Any kid – regardless of whether that kid grows up to be an author or not – tells himself or herself stories about what they’re doing when they’re playing. When they’re playing with others they are forced to communicate those stories to others in a common language if they want others to engage. Saying that, in adulthood, this ability is the prerogative of an elite few is baffling to me.

When playing Skyrim I would always have to find some way ingame to create a lull – an evening at an inn, a rest on a tree stump – where the events of the ‘day’ could be processed and given context and meaning. That is part of the roleplaying experience but I think that this is common to all kinds of gaming experiences that involves story, to a greater or lesser extent. You hold yourself to a higher, more explicit standard when you need to communicate what you’ve done to others but the act is essentialy the same.

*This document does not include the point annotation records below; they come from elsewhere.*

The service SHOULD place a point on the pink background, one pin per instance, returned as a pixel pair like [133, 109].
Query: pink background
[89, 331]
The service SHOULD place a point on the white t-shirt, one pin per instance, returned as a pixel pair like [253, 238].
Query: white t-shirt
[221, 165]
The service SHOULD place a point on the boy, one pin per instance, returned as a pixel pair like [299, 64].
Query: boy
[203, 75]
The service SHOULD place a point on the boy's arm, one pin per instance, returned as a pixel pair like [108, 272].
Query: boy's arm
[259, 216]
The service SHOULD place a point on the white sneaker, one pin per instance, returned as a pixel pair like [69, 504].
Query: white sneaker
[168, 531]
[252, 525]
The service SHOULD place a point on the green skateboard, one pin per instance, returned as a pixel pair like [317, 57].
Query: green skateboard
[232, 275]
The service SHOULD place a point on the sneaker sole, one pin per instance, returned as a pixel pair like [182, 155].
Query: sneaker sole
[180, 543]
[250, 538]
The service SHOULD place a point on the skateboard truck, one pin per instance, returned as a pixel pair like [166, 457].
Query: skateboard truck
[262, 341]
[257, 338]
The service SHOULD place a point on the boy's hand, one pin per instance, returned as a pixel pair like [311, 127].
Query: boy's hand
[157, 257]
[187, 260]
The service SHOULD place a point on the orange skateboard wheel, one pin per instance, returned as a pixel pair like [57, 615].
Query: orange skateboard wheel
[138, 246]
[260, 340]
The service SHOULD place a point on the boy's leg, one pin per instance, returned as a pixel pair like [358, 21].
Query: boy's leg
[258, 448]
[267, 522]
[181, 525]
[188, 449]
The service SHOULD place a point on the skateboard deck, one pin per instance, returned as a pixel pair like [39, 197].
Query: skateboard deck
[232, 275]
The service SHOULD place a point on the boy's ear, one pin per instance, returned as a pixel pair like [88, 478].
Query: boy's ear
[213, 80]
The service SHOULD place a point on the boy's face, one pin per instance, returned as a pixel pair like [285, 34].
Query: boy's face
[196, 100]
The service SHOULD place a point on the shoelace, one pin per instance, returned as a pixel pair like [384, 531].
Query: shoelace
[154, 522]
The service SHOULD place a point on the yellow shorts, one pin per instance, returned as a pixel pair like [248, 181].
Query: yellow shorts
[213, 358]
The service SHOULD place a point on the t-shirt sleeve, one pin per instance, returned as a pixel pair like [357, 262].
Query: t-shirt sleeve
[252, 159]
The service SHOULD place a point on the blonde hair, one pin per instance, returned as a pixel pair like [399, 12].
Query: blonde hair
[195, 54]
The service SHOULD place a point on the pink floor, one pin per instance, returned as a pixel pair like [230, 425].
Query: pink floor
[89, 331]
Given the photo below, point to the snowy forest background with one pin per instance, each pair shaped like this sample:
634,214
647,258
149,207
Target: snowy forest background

Dinicola’s answer to this is that he’s talking about art, not play time. Any fool can create a ‘cheap story’ as a playtime exercise for him or herself; it requires talent to make it a proper story that satisfies his criteria.

I have first hand experience of being both a storyteller and a story facilitator. The first role is an exciting creative experience that can challenge the listener’s view of the world and generate exciting new ideas for the storyteller. But the second can challenge the listeners’ perception of themselves and what they are capable of. At it’s best, the first can be thrallbinding for the listener but the second can be a magical, transformative experience. I have seen kids sit in silent and intent listening when they were the audience to a story of my creation. But I have seen those same kids physically leaping for joy when they witnessed their own creations weaved into the narrative tapestry. Suddenly they themselves were storytellers! Is it art? I honestly don’t give a fig.

Back to computer games. Nothing I have ever invented as a cover story for the events unfolding on screen comes close to the story of Gone Home (which despite it’s interactivity is decidedly not emergent storytelling). My Crusader Kings stories were wonderfully trashy, epic soap operas. And I might remember Gone Home’s story for longer than any of those. But why should my attempts at storytelling be poopooed just because there are better storytellers out there? If we have the power to make everybody a storyteller isn’t that something new and worthwhile and frankly, more valueable than telling a good story that might as well have used some other format? Dan Whitehead’s question “Could this story only be told in the form of a game?” is, I believe a more worthwhile one, than Nick Dinicola’s criteria for proper stories.

When gaming presents to us two options, one of which is new, magic and empowering and the other has an officially sanctioned label of art, I know which one I will choose any day of the week.